The ToH is given a randomized chance to increase the infection rate due to its influence on SLF propagation. This probability is modeled with an exponential distribution with a scale of 0.02. Since the ToH is also a limited resource that SLF can deplete, and cannot host all SLF beyond a certain point, an exponential distribution seemed the most appropriate. The benefit to SLF would be great if they are in smaller number, but quickly diminishes as the ToH becomes saturated and depleted.

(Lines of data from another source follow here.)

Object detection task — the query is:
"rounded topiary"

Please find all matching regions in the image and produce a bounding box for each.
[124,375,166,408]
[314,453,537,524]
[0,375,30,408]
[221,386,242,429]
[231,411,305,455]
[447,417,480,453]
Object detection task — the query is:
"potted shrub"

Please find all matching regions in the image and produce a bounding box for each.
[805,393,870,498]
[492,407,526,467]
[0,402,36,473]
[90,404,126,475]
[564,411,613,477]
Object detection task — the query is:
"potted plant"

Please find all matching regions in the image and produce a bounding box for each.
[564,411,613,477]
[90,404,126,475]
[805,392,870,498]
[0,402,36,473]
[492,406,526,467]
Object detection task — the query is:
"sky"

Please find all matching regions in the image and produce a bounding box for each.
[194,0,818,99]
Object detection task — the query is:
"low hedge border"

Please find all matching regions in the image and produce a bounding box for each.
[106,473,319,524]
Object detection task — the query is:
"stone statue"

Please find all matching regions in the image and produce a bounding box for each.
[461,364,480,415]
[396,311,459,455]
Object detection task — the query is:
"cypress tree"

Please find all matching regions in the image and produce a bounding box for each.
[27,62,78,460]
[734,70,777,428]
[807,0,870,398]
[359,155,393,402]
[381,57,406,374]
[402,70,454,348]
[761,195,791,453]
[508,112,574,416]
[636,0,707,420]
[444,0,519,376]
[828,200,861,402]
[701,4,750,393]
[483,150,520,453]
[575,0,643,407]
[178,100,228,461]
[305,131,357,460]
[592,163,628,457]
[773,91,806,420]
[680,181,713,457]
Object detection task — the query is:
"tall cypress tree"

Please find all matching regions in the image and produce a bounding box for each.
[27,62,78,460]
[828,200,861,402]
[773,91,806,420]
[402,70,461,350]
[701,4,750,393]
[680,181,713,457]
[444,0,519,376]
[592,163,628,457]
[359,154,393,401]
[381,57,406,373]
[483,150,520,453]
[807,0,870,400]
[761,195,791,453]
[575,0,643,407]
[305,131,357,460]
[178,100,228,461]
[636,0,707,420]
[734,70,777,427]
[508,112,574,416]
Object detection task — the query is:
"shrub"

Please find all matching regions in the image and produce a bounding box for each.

For population interventions, we modeled this effect with a normal with a mean of 0.3 and standard distribution of 0.1. The normal distribution here felt the most appropriate as a representation of human decision-making. This population will probably have some people who intervene a lot, and some people who intervene a little, and a median that is on neither extreme where most people sit.
For quarantine measures, we let the decision to quarantine be 50/50. Since this comes down largely to a matter of governance and public policy, any predictive or behaviorally normative model is likely going to be flawed. Rather than try to develop such a model by doing time-intensive historical research on quarantine-related countermeasures enacted by different jurisdictions that may be relevant to this study, this probability was left as a random Boolean.
The specifications for the numbers are largely the product of our best estimates. This is because of the difficulty in finding established statistical models for simulating the infestation of an invasive species that was appropriate in data requirements, mathematical complexity, and scope to what would be a successful project. These numbers were also adjusted as the model was developed and refined.
The majority of the numerical values used for this simulation were the result of best-effort estimations and deductions of variables. As mentioned before, established formulas for species propagation were beyond the appropriate scope in terms of complexity and data requirements for us to implement, if the data even exists at all. The existance and availablility of data was also strong contributing reason for the limitations on the design of the simulation. For instance, the Penn. Dept. of Agriculture states that "No efficacy data currently exists for any of the available systemic insecticides" in its discussion on trap trees (Penn. Dept of Ag., "Spotted Lanternfly Property Management").
The numerical values used in our project can be therefore construed in two ways. The first is the result of a best-effort to repeat known results and conform to general realistic understandings of the situation the simulation models. The second is a simulation of a possible intervention. For example, there are a wide variety of ways that an ecologicla quarantine could be implemented by various state and local authorities. The quarantine simuation this model contains is one such possible quarantine model.
Test implementations of the model included a mechanic where one population of SLF would decrease as it infected its neighbors, but a decision was ultimately made not to continue with this route. The reasoning behind this was that since the annual simulation includes a full breeding cycle, if every pair of SLF lays 40 eggs (egg clusters tend to contain 30 to 50 eggs (Pennsylvania Department of Agriculture, "Spotted Lanternfly Property Management")) when those eggs hatch, it could replace the two SLF required to make it, infest the one county it is situated in, then provide as many SLF as it had the previous year to 37 other counties. Since no county has even more than 10 adjacent counties, in the scope of a year, one county's level of saturation will not practiaclly decrease by it raising the saturation of neighboring counties.
Small note: this model uses a different edge weight for interstate edges, of 0.25 instead of 0.5, increasing likelyhood of infestation spread along highway networks.
The SLF population is modulated on a monthly basis, with County
class methods being triggered on different months, with mate
occuring between August - December, lay_eggs
occuring between September - November, die_off
occuring January and February, and hatch_eggs
occuring in May and June. The probabilities for each method are as follows:
mate
- a random normal distribution centered around 25% and varying between 15% and 35%. This chance is modified by the current adult SLF population, adding to the total of mated adults.lay_eggs
- a random normal distribution centered around 50% and varying between 30% and 70%. This is modified by the number of mated adult SLF, ToH and regular densities, and an extra eggmass chance. Female SLFs usually lay one eggmass per seaason, but approximately 12% lay a second eggmass (Belouard & Behm, 2023). The extra eggmass chance in this model is a normal distribution of 12% with of variance of 4%.die_off
- a random uniform distribution of 85% to 100% of the adult lanternfly population.hatch_eggs
- a random uniform chance between 75% and 100% that an eggmass will hatch. For each eggmass, there is a random uniform distribution of between 0.035 - 0.045 to represent that each egg mass tends to hatch between 35 - 45 SLF.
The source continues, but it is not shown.